Thursday, Dawson had a baseball game, and they played a really good game, and seen some horrible sportsman ship from the other team. I hope they learned from it, because some of the boys on Dawson's team exhibit some of the same traits, Dawson included! I missed the first game of the season because I was out of town for a wedding, but they did win that game and then they got on a bad streak. Don't really know what the deal was, but the last couple of games they have really stepped up their game and started doing a lot better. Dawson plays 3rd base, most of the time, but he has pitched in a couple of games as well. (I think he needs to stick to 3rd base until he can get some pitching lessons...from a pro) but he does pretty good for a short while. Then he gets freaked out and it is all down hill from there. Anyway, Thursday's game, he got a couple of good hits, got hit by the pitcher once, and stole 2nd, and even scored. He made some good plays, had a run down with the catcher trying to keep a kid from scoring, and he got the last out of the game. It was great.
Friday, (today) Keigan had softball practice. She is really getting a lot better and really loves the game. She has her moments, but all in all, she LOVES it. She wishes more people would come see her game, but she'll be alright. lol.
Anyway, now to my point of this posting tonight....We just went to Wal-mart to get the kiddos a couple of things for Easter and you would have thought it was freaking Christmas in that crazy store. Some people really go off the deep end with this stuff. Seeing as we are trying to limit the kids sugar intake, we did not buy a whole mess of candy. Yes, we did get them some candy, but we also figured they would be getting candy from other places as well, so...instead, we bought each of them a little basket to put their little bit of candy in, and got each of them something that they have been asking for. Dawson will get a new headset for the X-BOX (because he is a game dork) and Keigan will get a new case for her iPod. She has been asking for an OtterBox for it since she got it, but HELLO, I am not spending that much money on a silly little Easter gift. She will love the one that we got her, and maybe one day she will get the OtterBox. HaHaHa.
I did see a lot of people buying insane amounts of things for their kids, and I could not help but think to myself, "these people are idiots" and I know maybe that is wrong, but I can't help it. Of course my kids are just as spoiled a many others in this world, but really? For Easter? It seems like all holidays are about anymore is MONEY. Maybe it is just me, but.... Hell, the only holiday I really like Halloween. Lol. If I wasn't so disgusted with myself, I would still get me a cute costume and go trick-or-treating my damn self.

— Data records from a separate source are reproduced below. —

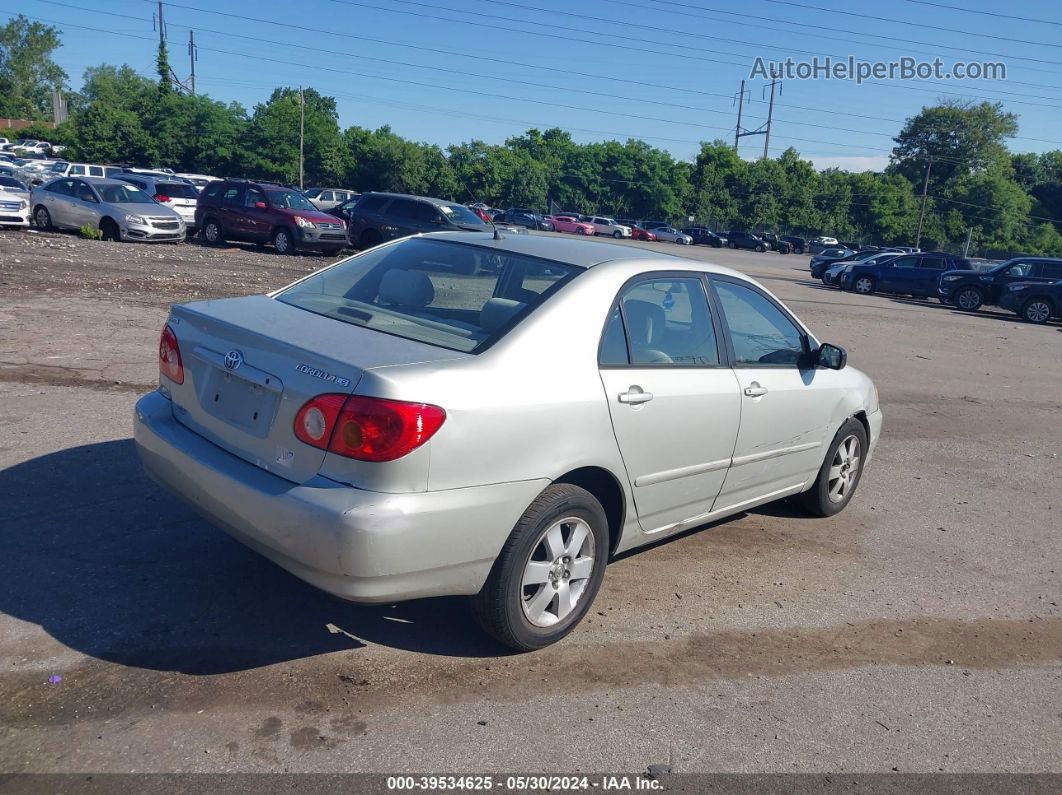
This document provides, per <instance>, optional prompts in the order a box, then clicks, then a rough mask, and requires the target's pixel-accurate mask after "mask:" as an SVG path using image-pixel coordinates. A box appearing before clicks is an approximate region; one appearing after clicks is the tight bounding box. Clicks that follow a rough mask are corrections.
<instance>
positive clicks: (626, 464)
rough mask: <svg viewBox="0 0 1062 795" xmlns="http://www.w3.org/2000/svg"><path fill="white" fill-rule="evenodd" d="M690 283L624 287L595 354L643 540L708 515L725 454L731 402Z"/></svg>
mask: <svg viewBox="0 0 1062 795" xmlns="http://www.w3.org/2000/svg"><path fill="white" fill-rule="evenodd" d="M723 362H724V359H723V356H722V347H721V345H720V344H719V339H718V335H717V333H716V328H715V324H714V323H713V318H712V312H710V310H709V308H708V300H707V295H706V293H705V289H704V282H703V281H702V280H701V279H700V278H699V277H698V276H696V275H690V274H688V273H686V274H682V275H675V276H671V275H665V274H647V275H646V276H644V277H639V278H638V280H636V281H634V282H631V283H629V284H628V286H627V287H624V288H623V290H622V292H621V293H620V296H619V299H618V300H617V304H616V306H615V307H614V309H613V311H612V316H611V318H610V322H609V325H607V327H606V329H605V333H604V339H603V341H602V345H601V353H600V367H601V370H600V371H601V383H602V385H603V387H604V392H605V397H606V399H607V401H609V410H610V412H611V413H612V424H613V429H614V431H615V434H616V440H617V443H618V444H619V449H620V452H621V453H622V456H623V463H624V465H626V467H627V476H628V479H629V481H630V484H631V488H632V494H633V495H634V504H635V506H636V508H637V512H638V521H639V522H640V524H641V529H643V531H645V532H647V533H652V532H664V533H666V532H667V531H668V530H670V529H672V528H673V525H674V524H675V523H678V522H682V521H685V520H687V519H691V518H696V517H700V516H703V515H705V514H707V513H708V512H710V511H712V504H713V502H714V501H715V499H716V496H717V495H718V494H719V488H720V486H722V483H723V479H724V478H725V477H726V468H727V466H730V459H731V455H732V453H733V450H734V442H735V438H736V436H737V429H738V422H739V413H740V399H739V396H738V388H737V381H736V380H735V378H734V371H733V370H732V369H730V368H729V367H727V366H725V364H724V363H723Z"/></svg>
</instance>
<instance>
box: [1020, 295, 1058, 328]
mask: <svg viewBox="0 0 1062 795" xmlns="http://www.w3.org/2000/svg"><path fill="white" fill-rule="evenodd" d="M1051 309H1052V308H1051V305H1050V304H1049V303H1048V301H1047V300H1046V299H1044V298H1029V300H1027V301H1025V304H1023V305H1022V319H1023V321H1025V322H1026V323H1034V324H1037V325H1038V326H1042V325H1043V324H1045V323H1047V321H1049V319H1050V318H1051Z"/></svg>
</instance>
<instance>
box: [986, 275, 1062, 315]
mask: <svg viewBox="0 0 1062 795" xmlns="http://www.w3.org/2000/svg"><path fill="white" fill-rule="evenodd" d="M999 306H1000V307H1003V308H1004V309H1009V310H1010V311H1011V312H1016V313H1017V314H1020V315H1021V316H1022V319H1023V321H1026V322H1028V323H1038V324H1039V323H1047V321H1049V319H1050V318H1051V317H1062V281H1051V282H1045V281H1015V282H1012V283H1010V284H1007V287H1005V288H1004V289H1003V291H1001V294H1000V296H999Z"/></svg>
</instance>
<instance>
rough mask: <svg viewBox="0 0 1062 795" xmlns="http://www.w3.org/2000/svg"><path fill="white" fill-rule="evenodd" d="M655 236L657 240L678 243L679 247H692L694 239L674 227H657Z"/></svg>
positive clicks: (655, 232) (672, 226) (662, 226)
mask: <svg viewBox="0 0 1062 795" xmlns="http://www.w3.org/2000/svg"><path fill="white" fill-rule="evenodd" d="M653 235H655V236H656V239H657V240H667V241H669V242H671V243H678V244H679V245H692V244H693V239H692V238H691V237H689V236H688V235H686V234H685V232H681V231H679V230H678V229H675V228H674V227H673V226H657V227H656V228H655V229H653Z"/></svg>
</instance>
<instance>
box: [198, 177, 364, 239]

Oh well, I really need to get off of here. It is 12:20 in the morning and I have to get up early. I have a ton of stuff to do in the morning. Bob is already sound asleep on the couch and frankly, I over his snoring for now. Lol.
Good Night,
ME

Thursday, April 5, 2012

No clue what the hell I am doing anymore....

So I was going to start a new blog, because either I am apparently too dumb to figure out how to change the name of this one, or you just simply can't change the name. Anyway, so I did start the new blog. Posted a link  to it, and now I have decided I like this one, mostly because it is already all the colors that I want and all that good stuff. So, if you are keeping up, keep up with this one. I can not make any promises, but I am going to try to keep up with blogging more. I miss it. Back when MySpace was cool, I blogged all the time.....I guess we shall see what happens.